Click here to check out five best day trips from Prague!
And there’s a Wall of Lennon. The ever-changing wall of graffiti named after John Lennon can be found the district of Mala Strana. It’s been dubbed in the past as the ‘crying wall’ and was used by protesters of the day to paint political messages. One of the most photographed walls in the city, this fifty metre wall has a lot of paintings, graffiti art work, messages of love and peace on it.
Visit the Prague Castle. Built in the 9th century, this castle complex is one of the largest in the world, and is easily Czech Republic’s most famous monument. It has a large number of buildings within the complex, a beautiful church and pretty gardens. From the top, you can see the entire city, and it makes for magnificent views and really nice pictures.
Click here to check out some of the best vegan joints in Prague!
Click here to check out some of the best Indian Restaurants in Prague!

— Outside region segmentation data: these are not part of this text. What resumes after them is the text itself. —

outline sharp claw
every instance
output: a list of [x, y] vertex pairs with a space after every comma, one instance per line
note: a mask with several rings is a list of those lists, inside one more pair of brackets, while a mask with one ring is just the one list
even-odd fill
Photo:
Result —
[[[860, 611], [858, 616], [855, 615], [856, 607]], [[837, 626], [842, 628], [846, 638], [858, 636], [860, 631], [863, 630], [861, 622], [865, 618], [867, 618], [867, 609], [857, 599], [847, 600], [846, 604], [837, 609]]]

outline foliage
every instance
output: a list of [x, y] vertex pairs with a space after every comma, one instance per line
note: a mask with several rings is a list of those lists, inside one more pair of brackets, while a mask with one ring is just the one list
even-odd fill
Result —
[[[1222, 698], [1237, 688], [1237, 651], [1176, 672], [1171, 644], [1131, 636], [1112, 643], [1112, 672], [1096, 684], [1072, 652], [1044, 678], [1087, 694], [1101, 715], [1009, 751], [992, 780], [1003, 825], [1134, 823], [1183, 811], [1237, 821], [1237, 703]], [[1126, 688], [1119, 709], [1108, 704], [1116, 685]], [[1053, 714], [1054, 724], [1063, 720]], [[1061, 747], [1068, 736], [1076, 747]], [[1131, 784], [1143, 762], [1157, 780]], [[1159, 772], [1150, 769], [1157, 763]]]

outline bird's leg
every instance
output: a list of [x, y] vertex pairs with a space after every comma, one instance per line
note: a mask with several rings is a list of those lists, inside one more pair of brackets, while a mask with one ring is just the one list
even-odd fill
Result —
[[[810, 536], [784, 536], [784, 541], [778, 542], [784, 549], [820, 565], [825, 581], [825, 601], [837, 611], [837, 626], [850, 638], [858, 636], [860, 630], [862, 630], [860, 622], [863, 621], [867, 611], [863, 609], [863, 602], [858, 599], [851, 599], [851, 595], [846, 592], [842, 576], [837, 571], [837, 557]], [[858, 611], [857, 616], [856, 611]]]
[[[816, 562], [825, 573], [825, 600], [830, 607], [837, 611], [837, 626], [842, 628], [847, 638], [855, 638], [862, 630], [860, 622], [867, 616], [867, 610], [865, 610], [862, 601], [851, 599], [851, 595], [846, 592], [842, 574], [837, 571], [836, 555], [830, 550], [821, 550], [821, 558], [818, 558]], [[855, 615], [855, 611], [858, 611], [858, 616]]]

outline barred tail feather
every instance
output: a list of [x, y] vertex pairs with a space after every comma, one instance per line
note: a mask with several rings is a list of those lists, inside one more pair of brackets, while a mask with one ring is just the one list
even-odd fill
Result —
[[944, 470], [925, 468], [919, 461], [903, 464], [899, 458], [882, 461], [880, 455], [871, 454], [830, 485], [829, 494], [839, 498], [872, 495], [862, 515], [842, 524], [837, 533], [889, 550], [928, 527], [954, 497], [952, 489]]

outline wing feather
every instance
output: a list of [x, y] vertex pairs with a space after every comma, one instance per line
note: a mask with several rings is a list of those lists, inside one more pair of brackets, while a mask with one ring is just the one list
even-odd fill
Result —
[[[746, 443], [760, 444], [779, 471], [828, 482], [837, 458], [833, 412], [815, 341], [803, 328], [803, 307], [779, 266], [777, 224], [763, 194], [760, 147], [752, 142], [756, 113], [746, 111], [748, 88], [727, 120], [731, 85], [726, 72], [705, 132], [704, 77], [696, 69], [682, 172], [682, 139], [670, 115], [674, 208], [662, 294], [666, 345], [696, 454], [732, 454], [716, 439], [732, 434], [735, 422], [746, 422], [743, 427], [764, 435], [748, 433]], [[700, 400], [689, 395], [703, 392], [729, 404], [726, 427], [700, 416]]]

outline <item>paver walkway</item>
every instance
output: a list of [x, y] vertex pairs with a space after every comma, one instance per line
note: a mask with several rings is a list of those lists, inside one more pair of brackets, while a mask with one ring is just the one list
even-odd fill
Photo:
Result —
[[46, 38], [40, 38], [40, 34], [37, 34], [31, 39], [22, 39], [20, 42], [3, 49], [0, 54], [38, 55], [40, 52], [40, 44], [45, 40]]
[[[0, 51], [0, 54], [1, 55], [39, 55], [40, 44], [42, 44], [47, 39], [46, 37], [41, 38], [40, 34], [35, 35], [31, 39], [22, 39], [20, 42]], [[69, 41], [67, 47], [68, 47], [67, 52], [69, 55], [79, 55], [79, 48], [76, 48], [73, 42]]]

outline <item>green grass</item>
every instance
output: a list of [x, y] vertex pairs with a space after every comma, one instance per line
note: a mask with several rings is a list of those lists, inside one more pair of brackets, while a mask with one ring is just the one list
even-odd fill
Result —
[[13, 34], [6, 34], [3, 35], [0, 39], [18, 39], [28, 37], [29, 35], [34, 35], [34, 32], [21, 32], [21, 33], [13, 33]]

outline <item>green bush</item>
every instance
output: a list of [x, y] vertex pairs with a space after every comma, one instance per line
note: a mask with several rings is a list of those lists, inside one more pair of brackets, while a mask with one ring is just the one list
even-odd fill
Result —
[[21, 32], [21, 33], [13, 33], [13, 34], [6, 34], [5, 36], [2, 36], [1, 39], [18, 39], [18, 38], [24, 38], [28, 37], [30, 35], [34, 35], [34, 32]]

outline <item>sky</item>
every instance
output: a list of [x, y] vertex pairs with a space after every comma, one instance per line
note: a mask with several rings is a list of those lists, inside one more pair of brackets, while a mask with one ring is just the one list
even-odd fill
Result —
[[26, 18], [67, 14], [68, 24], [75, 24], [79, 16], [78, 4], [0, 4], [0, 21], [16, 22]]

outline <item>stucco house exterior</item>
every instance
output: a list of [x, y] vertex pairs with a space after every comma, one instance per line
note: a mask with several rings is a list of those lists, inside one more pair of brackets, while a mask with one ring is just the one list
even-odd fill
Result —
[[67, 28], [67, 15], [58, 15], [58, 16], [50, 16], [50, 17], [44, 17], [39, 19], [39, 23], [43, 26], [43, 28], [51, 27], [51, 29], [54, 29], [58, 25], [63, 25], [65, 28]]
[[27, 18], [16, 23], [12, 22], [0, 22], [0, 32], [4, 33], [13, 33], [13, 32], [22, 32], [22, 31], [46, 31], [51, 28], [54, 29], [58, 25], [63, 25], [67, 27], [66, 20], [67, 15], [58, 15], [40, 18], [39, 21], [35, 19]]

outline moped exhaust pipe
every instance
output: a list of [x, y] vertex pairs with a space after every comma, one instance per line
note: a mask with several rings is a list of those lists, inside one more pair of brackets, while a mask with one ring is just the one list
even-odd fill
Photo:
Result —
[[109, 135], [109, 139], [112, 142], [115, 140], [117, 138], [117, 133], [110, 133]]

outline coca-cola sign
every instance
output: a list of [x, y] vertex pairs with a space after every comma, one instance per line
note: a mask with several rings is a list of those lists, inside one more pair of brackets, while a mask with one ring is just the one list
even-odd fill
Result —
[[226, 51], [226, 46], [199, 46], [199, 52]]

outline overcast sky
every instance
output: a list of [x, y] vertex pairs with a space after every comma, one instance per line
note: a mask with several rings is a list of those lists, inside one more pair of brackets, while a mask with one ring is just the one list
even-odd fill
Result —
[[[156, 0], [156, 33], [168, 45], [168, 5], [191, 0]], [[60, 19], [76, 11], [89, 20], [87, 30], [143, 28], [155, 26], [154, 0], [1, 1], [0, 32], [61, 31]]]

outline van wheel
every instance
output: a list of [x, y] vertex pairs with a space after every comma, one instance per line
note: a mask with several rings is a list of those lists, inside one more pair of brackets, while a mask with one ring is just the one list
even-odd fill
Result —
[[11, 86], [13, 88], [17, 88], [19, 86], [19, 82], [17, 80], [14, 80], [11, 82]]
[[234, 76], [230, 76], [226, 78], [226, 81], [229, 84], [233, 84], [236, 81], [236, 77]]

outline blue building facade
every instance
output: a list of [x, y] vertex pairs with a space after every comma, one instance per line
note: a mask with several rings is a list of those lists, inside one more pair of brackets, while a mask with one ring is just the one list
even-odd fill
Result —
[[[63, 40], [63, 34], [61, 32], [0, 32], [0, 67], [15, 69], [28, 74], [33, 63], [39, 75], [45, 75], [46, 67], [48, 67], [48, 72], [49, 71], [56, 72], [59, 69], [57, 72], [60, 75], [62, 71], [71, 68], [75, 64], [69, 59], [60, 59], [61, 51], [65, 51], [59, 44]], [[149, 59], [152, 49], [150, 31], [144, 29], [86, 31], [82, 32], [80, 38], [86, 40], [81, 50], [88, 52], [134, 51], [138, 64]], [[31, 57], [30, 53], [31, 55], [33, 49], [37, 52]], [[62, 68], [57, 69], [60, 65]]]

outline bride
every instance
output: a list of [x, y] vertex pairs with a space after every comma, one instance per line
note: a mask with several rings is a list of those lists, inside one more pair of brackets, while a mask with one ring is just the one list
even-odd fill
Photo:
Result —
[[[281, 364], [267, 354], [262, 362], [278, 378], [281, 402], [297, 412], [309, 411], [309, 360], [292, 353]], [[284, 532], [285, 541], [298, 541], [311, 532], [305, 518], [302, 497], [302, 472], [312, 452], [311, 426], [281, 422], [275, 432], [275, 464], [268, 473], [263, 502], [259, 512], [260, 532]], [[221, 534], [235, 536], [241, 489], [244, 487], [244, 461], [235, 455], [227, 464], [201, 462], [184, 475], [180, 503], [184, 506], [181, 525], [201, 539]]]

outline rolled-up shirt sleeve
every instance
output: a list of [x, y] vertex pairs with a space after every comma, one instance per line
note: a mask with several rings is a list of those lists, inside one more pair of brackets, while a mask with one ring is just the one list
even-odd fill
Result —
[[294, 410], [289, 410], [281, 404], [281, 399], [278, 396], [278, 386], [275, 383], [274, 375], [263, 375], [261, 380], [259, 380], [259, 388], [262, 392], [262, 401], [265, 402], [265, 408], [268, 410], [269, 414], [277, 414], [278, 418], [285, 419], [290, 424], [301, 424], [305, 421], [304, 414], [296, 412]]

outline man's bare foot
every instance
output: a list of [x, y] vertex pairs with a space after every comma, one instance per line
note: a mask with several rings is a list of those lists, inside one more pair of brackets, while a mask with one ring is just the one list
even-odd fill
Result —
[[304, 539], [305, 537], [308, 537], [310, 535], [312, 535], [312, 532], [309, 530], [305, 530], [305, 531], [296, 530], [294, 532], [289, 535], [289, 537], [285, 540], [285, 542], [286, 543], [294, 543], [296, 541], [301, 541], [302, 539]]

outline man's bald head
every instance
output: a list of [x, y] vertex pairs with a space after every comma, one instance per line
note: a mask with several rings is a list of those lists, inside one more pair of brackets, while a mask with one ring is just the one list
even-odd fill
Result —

A UNESCO world heritage site, Kutna Hora is one of the most popular destinations in the country. The town was one of the powerhouses of the Bohemian kingdom in olden times, and competed with Prague as the most important city in the country. Visit the Sedlec Ossuary or the Bone Church. One of the most visited attractions in the country it is full of skulls and bones of nearly 70,000 people. There is also an enormous chandelier that contains at least one bone from every part of the human body.
As you stroll through the town, the local guide will tell you about Bohemia in the olden days, about medieval tortures and more. You shall also visit St. Barbara’s Church, one of the most famous Gothic churches in Europe, and see its valuable murals.
We had reserved the best for the last. A fairy tale-like little town, it lies just three hours away from Prague. The moment you enter, you feel as if you have stepped back in time, and are in a medieval era. The best thing to do here is walking around this beautiful little town. Visit the top of the tower and take in the magnificent views. Later, peek into the shops and see how they are recreating some of the medieval times, walk by the river, click pictures by the bridge, try some authentic Czech drink, and talk to the locals. At night, go on a walking tour of the Mysterious stories of the town! Hear a lot of stories about this old town on this tour.